Given $0\le s<t<\ell$, let a finite (or infinite) sequence of integers $(a_1,a_2,a_3,\ldots,a_n)$ (or $(a_i)_{i\geq 1}$) is good if $a_1\ge\tfrac{2\ell}{t-s}$,  $$\left(a_i\ell+s\right)^{\frac{i+1}{i}} \leq a_{i+1}\ell+s< (a_{i+1}+1)\ell+t\le \left(a_i\ell+t\right)^{\frac{i+1}{i}}\label{1}\tag{1}$$ for every $i$ between $1$ and $n-1$ (or every $i$ if the sequence is infinite).
Lemma 1. If $(a_i)$ is good, then $a_i\ell+s\ge \left(\tfrac{2\ell}{t-s}\right)^i$ for every $i$.
Proof. Use induction on $i$ and  $a_i^{\frac{i+1}{i}} \leq a_{i+1}$.
Lemma 2. If $(a_i)$ is good then $\left(a_i\ell+t\right)^{\frac{i+1}{i}}-\left(a_i\ell+s\right)^{\frac{i+1}{i}}\ge 2\ell$ for every $i$.
Proof.
$$\left(a_i\ell+t\right)^{\frac{i+1}{i}}-\left(a_i\ell+s\right)^{\frac{i+1}{i}}=$$
$$\left(a_i\ell+s\right)^{\frac{i+1}{i}}\left(\left(1+\frac{t-s}{ a_i\ell+s }\right)^{\frac{i+1}{i}}
-1\right) \stackrel{\mbox{(by Bernoulli's inequality)}}\ge$$
$$\left(a_i\ell+s\right)^{\frac{i+1}{i}}\left(\frac{i+1}{i}\cdot\frac{t-s}{ a_i\ell+s }\right)>
\left(a_i\ell+s\right)^{\frac{1}{i}}(t-s)\stackrel{\mbox{(by Lemma 1) }}\ge  2\ell.$$
Lemma 3. If a finite sequence $(a_k)_{1\leq k\leq i}$ is good, then there
are least two good sequences of length $i+1$ that extend it.

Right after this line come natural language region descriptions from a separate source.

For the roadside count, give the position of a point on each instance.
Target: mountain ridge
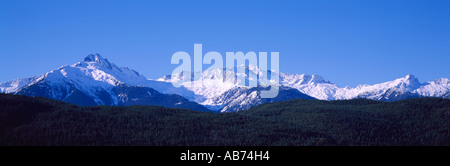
(95, 81)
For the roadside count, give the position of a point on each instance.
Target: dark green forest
(359, 122)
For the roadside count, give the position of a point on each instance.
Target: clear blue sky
(347, 42)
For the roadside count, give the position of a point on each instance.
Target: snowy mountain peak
(99, 59)
(409, 81)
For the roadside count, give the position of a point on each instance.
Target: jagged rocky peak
(411, 81)
(96, 57)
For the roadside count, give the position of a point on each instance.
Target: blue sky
(346, 42)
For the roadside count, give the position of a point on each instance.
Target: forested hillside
(40, 121)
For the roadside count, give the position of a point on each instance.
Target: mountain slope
(96, 81)
(242, 98)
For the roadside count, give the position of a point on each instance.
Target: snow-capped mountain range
(96, 81)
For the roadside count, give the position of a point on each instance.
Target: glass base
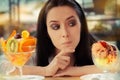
(23, 77)
(100, 76)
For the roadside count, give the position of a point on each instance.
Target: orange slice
(25, 34)
(27, 44)
(12, 34)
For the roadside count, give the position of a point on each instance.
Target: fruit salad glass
(18, 48)
(106, 57)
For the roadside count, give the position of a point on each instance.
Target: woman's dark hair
(45, 47)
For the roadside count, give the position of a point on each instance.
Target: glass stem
(20, 70)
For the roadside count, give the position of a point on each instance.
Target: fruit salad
(104, 54)
(19, 47)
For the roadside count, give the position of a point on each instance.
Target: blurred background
(103, 17)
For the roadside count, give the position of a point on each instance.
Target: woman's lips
(67, 43)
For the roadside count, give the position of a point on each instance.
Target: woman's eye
(55, 26)
(72, 23)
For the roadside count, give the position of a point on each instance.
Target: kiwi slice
(12, 45)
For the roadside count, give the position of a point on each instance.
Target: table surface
(62, 78)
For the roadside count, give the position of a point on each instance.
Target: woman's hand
(78, 71)
(60, 62)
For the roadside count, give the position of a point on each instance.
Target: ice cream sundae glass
(106, 57)
(18, 48)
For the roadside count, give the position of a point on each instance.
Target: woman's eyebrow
(57, 21)
(70, 17)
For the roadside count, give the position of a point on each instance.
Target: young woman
(63, 41)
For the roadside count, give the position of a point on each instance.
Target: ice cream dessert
(104, 55)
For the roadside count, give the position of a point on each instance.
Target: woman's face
(63, 27)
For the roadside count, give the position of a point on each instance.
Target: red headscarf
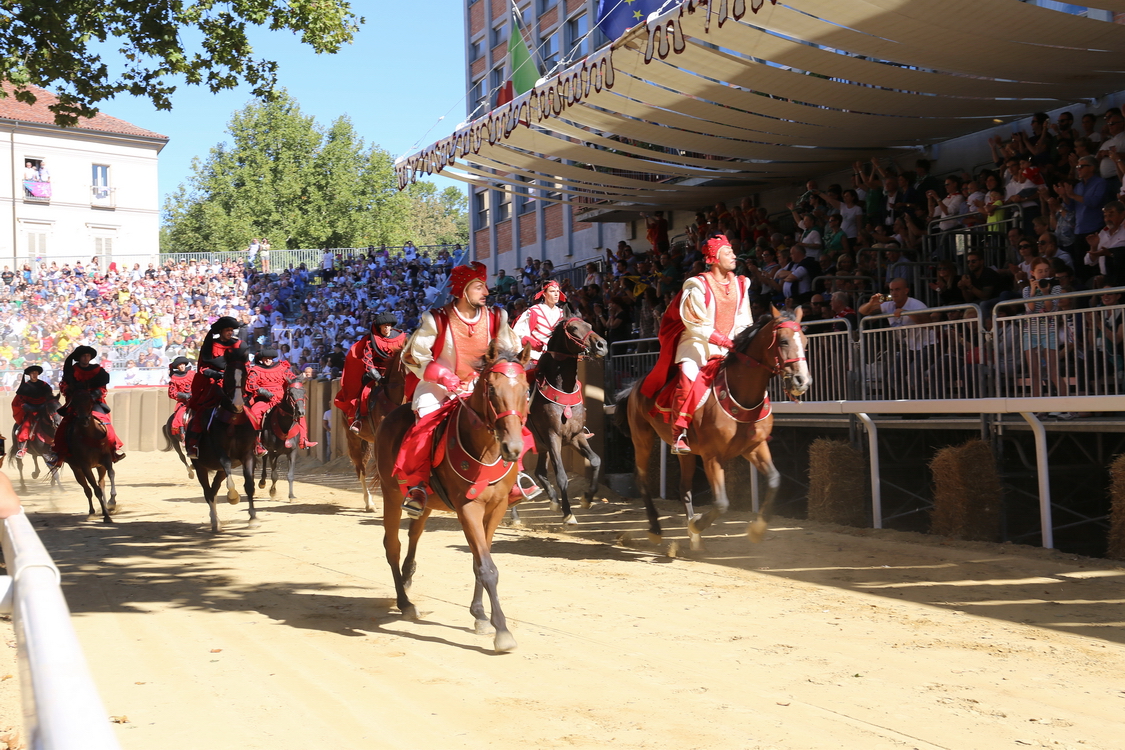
(712, 247)
(462, 274)
(548, 285)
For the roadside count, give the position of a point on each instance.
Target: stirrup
(414, 502)
(529, 493)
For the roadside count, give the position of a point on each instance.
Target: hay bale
(1116, 550)
(966, 493)
(837, 482)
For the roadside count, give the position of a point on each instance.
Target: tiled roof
(12, 109)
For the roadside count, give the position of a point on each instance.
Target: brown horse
(730, 423)
(88, 451)
(485, 428)
(388, 394)
(555, 423)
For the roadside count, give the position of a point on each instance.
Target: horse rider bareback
(29, 407)
(366, 366)
(696, 332)
(441, 357)
(80, 373)
(206, 383)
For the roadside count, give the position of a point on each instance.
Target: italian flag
(522, 71)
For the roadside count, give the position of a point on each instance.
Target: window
(549, 52)
(480, 207)
(576, 41)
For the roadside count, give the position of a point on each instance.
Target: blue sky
(395, 80)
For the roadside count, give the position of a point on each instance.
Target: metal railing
(62, 708)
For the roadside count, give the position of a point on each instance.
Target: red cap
(462, 274)
(712, 247)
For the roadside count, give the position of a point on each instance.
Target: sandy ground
(821, 636)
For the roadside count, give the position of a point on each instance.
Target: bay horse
(280, 424)
(39, 444)
(734, 421)
(173, 442)
(484, 428)
(228, 440)
(88, 451)
(557, 415)
(388, 394)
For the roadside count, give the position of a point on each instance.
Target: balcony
(102, 197)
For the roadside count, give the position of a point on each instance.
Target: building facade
(507, 227)
(75, 192)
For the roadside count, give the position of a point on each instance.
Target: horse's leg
(595, 468)
(762, 460)
(473, 520)
(718, 479)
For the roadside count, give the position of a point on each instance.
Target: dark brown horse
(228, 441)
(556, 423)
(88, 451)
(278, 426)
(388, 394)
(486, 430)
(39, 443)
(728, 424)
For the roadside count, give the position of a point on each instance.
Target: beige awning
(750, 92)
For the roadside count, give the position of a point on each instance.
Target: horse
(39, 444)
(88, 450)
(722, 427)
(486, 428)
(228, 441)
(558, 412)
(171, 441)
(280, 424)
(388, 394)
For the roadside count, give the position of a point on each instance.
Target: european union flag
(615, 17)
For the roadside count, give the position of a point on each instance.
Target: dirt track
(287, 636)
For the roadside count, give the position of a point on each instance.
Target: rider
(179, 390)
(206, 385)
(442, 353)
(366, 366)
(28, 404)
(79, 373)
(711, 309)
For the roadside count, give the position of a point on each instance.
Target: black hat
(225, 322)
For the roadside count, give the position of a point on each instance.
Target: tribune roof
(755, 92)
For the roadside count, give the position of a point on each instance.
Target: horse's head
(576, 337)
(503, 388)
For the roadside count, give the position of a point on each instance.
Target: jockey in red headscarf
(709, 312)
(79, 373)
(179, 390)
(365, 367)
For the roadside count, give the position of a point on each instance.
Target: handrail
(62, 708)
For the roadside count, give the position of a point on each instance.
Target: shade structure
(756, 92)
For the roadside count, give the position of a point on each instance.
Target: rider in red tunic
(206, 385)
(79, 373)
(366, 366)
(179, 390)
(698, 330)
(30, 398)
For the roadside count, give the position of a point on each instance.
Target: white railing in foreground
(62, 710)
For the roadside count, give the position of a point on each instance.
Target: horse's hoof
(504, 642)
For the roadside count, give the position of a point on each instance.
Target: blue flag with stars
(615, 17)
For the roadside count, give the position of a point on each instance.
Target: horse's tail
(621, 410)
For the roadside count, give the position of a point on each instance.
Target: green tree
(59, 45)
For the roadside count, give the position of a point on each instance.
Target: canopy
(755, 92)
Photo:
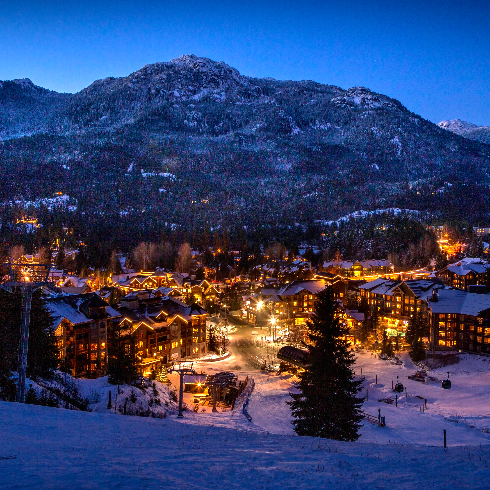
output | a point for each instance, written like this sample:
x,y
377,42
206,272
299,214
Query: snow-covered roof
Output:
x,y
462,302
314,287
462,269
74,308
369,286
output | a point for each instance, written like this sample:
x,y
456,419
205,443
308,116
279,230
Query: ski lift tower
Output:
x,y
28,278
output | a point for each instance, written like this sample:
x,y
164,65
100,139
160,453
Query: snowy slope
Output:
x,y
52,448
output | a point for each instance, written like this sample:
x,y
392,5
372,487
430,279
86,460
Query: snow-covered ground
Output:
x,y
55,448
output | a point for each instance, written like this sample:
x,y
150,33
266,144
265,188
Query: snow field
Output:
x,y
42,447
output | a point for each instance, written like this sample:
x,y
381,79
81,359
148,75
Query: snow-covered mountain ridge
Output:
x,y
201,120
467,129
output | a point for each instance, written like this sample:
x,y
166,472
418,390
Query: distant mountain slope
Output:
x,y
468,130
321,151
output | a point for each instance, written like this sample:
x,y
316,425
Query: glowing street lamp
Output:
x,y
273,327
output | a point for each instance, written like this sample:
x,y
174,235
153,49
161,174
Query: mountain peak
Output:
x,y
457,126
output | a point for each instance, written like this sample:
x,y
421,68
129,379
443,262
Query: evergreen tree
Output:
x,y
327,405
42,350
418,327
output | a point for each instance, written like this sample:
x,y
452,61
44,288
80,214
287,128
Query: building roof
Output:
x,y
462,269
461,302
75,308
313,287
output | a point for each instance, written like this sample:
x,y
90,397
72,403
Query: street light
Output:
x,y
273,326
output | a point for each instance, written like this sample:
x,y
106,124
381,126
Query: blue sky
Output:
x,y
432,55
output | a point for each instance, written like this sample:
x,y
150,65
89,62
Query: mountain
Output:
x,y
468,130
193,141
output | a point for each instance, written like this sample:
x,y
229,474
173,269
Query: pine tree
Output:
x,y
42,350
327,405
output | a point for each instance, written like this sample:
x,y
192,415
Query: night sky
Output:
x,y
432,55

Proof. Consider the interval $I=\left[\left(a_i\ell+s\right)^{\frac{i+1}{i}},\left(a_i\ell+t\right)^{\frac{i+1}{i}}\right]$. By the preceding lemma it has length at least $2\ell$, so there are at least two integers $a_{i+1}$ satisfying inequality \eqref{1}.
Lemma 4. There are $2^{\aleph_0}$ infinite good sequences.
Proof. Iterate the preceding lemma a countable number of times,
and starting from the good sequence $\left(a_1\right)=\left(\tfrac{2\ell}{t-s}\right)$ we built an infinite binary tree, that will contain $2^{\aleph_0}$ nodes.
Finally, if $a=(a_i)_{i\geq 1}$ is an infinite good sequence, by construction
the sequences $u_i=\left(a_i\ell+s\right)^{\frac{1}{i}}$ and $v_i=\left(a_i\ell+t\right)^{\frac{1}{i}}$ are
“adjacent” : $(u_i)$ is nondecreasing, $(v_i)$ is nonincreasing, and $u_i \leq v_i$
for every $i$. Then, we will have a real number $x_a \in X$ such that
$u_i \leq x_a \leq v_i$ for every $i$.
Now, we have $x_a\neq x_b$ if the sequences $a$ and $b$ are different. Indeed,
if $i$ is the smallest index such that $a_i \neq b_i$, then the intervals
$I_a=[a_i\ell+s, a_i\ell+t]$ and $I_b=[b_i\ell+s, b_i\ell+t]$ are disjoint, the first contains
$x_a^i$ and the other contains $x_b^i$.
Remark.  I tried to modify the construction to obtain $2^{\aleph_0}$ many $x$ such that a sequence $\left\{\frac {x^n}\ell\right\}$ is convergent, but it doesn’t work.
A: A Pisot number will certainly work. For instance, $\sqrt{2}+1$.